Gemeinde wirbt mit Anti-Rassismus- und Fairtrade-Kampagne in offiziellen Schreiben

dzZusätzliche Logos

Holzwicke ist sowohl Gemeinde ohne Rassismus als auch Fairtrade-Town. Dass man damit nicht in offiziellen Schreiben wirbt, kritisierte die Lokalpolitik. Die Verwaltung hat mittlerweile reagiert.

Holzwickede

, 28.08.2019, 15:12 Uhr / Lesedauer: 1 min

Wer dieser Tage Post von der Gemeinde bekommen hat, dem sind die beiden Logos für die Kampagnen „Holzwickede ohne Rassismus – Holzwickede mit Courage“ und „Fairtrade-Gemeinde Holzwickede“ vielleicht aufgefallen.

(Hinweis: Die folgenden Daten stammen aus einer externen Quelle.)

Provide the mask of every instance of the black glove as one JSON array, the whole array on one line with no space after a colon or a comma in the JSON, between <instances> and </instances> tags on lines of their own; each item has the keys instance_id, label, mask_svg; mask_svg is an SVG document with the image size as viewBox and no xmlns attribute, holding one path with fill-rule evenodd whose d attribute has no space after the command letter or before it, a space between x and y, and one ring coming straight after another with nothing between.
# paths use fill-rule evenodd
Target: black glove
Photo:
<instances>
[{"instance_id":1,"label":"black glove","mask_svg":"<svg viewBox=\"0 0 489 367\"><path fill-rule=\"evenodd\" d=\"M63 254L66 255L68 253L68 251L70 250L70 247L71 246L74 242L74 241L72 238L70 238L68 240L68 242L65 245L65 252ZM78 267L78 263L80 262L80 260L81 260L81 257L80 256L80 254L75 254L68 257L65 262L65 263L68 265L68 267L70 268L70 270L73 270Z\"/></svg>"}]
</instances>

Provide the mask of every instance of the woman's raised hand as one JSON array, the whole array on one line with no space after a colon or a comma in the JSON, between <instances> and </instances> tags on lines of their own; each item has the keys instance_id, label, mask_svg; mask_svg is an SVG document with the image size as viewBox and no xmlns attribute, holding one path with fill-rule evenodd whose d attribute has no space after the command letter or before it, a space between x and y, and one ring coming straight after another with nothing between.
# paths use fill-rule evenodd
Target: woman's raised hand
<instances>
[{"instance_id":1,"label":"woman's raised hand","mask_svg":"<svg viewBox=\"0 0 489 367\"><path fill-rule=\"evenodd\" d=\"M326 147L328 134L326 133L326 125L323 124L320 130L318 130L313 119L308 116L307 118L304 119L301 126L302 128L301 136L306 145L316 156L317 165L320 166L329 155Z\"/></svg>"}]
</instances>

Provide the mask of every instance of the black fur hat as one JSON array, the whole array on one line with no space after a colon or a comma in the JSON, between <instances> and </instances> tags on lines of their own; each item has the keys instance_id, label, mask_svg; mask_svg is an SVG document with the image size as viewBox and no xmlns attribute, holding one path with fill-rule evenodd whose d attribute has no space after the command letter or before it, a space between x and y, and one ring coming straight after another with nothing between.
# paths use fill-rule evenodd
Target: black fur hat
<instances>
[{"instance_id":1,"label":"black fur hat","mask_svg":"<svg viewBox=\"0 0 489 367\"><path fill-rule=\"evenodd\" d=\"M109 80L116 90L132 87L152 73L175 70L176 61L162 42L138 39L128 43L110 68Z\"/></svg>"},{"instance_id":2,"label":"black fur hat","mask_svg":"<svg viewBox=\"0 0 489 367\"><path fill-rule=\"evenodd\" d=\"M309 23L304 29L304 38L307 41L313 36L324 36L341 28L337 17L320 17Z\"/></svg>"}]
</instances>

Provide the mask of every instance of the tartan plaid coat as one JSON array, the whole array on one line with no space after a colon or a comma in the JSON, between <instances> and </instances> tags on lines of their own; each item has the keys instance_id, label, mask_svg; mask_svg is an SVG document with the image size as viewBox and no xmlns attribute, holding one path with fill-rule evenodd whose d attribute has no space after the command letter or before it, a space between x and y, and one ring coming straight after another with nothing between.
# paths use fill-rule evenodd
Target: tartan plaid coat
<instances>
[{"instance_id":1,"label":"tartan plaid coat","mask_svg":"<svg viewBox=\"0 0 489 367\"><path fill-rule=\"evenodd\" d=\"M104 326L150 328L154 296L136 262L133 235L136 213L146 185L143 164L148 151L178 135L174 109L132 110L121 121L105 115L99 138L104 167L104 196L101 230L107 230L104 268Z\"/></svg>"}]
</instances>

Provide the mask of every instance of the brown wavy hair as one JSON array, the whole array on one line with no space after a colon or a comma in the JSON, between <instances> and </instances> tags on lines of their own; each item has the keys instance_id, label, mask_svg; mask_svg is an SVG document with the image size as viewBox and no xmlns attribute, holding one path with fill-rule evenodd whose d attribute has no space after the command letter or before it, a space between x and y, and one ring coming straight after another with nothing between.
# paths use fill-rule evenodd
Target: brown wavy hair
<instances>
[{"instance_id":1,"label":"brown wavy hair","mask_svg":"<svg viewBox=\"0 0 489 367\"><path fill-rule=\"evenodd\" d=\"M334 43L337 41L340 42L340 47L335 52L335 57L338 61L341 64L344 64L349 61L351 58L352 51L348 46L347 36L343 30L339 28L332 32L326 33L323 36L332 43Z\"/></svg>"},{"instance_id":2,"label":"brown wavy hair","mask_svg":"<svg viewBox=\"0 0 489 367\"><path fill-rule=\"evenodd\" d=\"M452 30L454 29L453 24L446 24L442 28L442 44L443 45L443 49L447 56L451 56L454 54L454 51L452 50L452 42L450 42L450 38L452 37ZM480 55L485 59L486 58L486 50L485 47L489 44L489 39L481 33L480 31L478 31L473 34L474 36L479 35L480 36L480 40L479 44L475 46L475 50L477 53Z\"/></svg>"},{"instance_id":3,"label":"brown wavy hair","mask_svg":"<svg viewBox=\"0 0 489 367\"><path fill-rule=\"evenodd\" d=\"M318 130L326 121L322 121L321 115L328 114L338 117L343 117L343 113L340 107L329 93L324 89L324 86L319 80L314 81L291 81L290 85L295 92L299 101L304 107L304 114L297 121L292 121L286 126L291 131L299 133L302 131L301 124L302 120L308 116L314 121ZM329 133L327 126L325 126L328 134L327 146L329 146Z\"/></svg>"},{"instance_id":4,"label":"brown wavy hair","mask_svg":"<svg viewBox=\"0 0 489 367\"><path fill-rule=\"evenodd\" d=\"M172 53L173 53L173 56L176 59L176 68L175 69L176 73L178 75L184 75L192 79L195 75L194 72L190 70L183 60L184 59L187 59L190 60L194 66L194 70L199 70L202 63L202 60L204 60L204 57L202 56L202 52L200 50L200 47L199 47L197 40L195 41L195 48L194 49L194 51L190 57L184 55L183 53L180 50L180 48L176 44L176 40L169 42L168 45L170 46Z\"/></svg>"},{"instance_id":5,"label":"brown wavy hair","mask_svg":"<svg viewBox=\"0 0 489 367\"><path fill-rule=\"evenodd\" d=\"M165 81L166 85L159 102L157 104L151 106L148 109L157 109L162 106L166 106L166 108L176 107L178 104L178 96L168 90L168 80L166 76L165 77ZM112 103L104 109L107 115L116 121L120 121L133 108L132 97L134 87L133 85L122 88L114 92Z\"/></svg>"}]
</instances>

Vor allem, dass die Gemeinde nicht auf ihre eigene Anti-Rassismus-Kampagne in offiziellen Schreiben verweist, störte Dietmar Appel als Sachkundigen Bürger der Grünen. Immer wieder machte er in den zuständigen Gremien auf das Thema aufmerksam und fand schließlich die Zustimmung der übrigen Fraktionen.

Vor der Sommerpause erklärte die Verwaltung, dass man das Logo – und auch den Verweis auf das Fairtrade-Zertifikat ins Design offizieller Schreiben aufnehmen werde. „Wir haben lange dafür gekämpft und sind froh, dass die Verwaltung das nun umgesetzt hat“, so Appel.

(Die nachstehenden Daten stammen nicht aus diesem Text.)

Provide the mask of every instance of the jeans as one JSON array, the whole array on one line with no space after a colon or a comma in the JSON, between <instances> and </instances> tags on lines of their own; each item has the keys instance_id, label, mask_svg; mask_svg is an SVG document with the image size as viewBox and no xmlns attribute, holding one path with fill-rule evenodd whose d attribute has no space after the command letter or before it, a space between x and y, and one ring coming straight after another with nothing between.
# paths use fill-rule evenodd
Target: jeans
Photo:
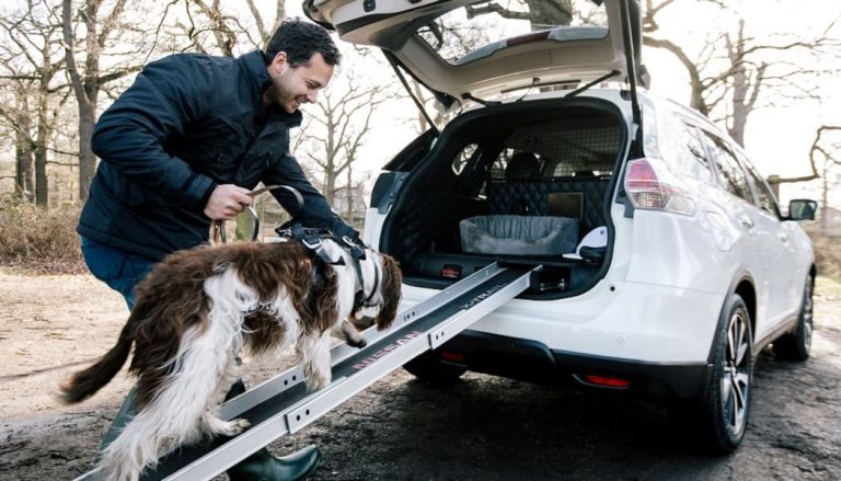
<instances>
[{"instance_id":1,"label":"jeans","mask_svg":"<svg viewBox=\"0 0 841 481\"><path fill-rule=\"evenodd\" d=\"M123 295L128 310L135 307L135 285L149 274L158 261L80 237L82 256L94 277Z\"/></svg>"}]
</instances>

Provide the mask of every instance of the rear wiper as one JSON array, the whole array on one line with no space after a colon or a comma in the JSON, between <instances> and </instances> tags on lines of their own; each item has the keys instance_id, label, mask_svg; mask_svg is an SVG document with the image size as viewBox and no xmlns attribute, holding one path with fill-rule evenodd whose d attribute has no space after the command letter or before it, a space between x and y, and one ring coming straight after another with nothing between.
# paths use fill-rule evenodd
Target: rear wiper
<instances>
[{"instance_id":1,"label":"rear wiper","mask_svg":"<svg viewBox=\"0 0 841 481\"><path fill-rule=\"evenodd\" d=\"M465 100L472 100L473 102L480 103L480 104L482 104L484 106L502 105L503 104L502 102L498 102L498 101L495 101L495 100L482 100L482 99L480 99L477 96L473 96L470 92L462 93L461 98L465 99Z\"/></svg>"},{"instance_id":2,"label":"rear wiper","mask_svg":"<svg viewBox=\"0 0 841 481\"><path fill-rule=\"evenodd\" d=\"M590 87L596 85L598 83L601 83L601 82L603 82L603 81L606 81L608 79L612 79L613 77L617 77L619 73L620 73L619 70L613 70L613 71L611 71L611 72L609 72L607 75L603 75L603 76L599 77L598 79L594 80L590 83L585 83L584 85L581 85L581 87L573 90L572 92L567 93L566 94L566 99L569 99L571 96L578 95L579 93L584 92L585 90L589 89Z\"/></svg>"}]
</instances>

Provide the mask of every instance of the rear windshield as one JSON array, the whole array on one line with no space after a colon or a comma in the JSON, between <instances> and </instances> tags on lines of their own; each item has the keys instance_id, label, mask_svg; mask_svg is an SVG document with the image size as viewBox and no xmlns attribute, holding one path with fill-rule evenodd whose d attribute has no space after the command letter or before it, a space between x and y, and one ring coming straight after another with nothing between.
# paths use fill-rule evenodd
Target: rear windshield
<instances>
[{"instance_id":1,"label":"rear windshield","mask_svg":"<svg viewBox=\"0 0 841 481\"><path fill-rule=\"evenodd\" d=\"M549 38L603 38L603 5L590 0L494 0L451 10L417 30L438 55L462 65L549 31Z\"/></svg>"}]
</instances>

Logos in allen Schreiben würde Kosten verursachen

Die hatte zunächst aus Kostengründen gegen eine Implementierung der Logos argumentiert. Eigene Designs seien dabei nicht das Problem, beim Einbetten in externe Programme – beispielsweise im Bereich Einwohnermeldewesen müsse aber ein externer Auftrag vergeben werden.

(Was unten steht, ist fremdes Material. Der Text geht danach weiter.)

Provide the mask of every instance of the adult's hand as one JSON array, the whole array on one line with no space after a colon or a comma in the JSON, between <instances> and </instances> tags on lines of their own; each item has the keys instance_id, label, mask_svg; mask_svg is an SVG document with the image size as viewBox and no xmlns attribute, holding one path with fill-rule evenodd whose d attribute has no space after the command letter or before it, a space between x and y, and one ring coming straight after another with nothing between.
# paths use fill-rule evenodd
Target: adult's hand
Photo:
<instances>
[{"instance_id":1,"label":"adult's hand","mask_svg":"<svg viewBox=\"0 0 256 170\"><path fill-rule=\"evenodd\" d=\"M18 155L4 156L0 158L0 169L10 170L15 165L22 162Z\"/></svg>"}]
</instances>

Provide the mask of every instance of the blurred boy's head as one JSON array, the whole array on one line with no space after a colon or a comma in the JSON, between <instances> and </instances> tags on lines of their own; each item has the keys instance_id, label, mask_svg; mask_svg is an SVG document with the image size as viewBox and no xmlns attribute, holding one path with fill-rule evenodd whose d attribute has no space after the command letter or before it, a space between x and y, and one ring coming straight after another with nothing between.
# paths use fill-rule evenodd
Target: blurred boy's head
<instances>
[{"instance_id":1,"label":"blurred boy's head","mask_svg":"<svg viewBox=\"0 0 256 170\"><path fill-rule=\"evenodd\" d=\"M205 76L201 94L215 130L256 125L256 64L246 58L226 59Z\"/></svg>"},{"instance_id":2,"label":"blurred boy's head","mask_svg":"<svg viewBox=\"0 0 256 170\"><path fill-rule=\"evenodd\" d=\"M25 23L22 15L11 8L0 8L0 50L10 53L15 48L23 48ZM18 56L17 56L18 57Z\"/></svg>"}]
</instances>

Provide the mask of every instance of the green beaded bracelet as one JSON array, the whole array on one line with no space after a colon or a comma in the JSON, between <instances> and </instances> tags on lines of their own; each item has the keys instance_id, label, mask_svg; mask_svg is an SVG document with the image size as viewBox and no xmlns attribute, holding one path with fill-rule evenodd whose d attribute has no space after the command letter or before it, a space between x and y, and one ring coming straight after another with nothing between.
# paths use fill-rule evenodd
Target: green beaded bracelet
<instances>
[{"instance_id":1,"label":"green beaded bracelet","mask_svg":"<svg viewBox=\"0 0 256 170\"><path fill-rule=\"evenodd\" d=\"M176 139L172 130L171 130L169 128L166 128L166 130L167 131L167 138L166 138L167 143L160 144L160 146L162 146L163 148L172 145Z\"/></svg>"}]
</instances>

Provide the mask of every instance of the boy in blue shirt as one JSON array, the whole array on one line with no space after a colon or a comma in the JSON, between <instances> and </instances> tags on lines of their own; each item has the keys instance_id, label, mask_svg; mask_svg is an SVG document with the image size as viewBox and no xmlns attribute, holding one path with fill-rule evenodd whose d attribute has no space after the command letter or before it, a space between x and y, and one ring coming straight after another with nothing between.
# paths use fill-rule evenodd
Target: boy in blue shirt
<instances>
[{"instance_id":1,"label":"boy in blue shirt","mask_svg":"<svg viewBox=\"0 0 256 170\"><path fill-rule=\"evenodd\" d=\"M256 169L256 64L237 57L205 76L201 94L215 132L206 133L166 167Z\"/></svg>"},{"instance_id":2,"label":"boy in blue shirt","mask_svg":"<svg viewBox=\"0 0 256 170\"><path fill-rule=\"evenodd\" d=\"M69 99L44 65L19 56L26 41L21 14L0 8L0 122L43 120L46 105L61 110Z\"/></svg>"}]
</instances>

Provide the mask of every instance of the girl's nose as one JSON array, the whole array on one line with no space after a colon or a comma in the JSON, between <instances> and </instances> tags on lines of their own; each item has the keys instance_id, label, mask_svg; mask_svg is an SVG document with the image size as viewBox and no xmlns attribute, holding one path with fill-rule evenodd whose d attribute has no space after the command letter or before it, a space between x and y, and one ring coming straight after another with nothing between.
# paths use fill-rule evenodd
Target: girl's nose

Ob auch hier künftig die Logos platziert werden, darüber muss die Politik im nächsten Ausschuss für Schule, Sport, Kultur und Städtepartnerschaften am 18. September entscheiden. „Wir haben die Kosten ermittelt, die bei knapp 5000 Euro liegen würden“, so Bürgermeisterin Ulrike Drossel.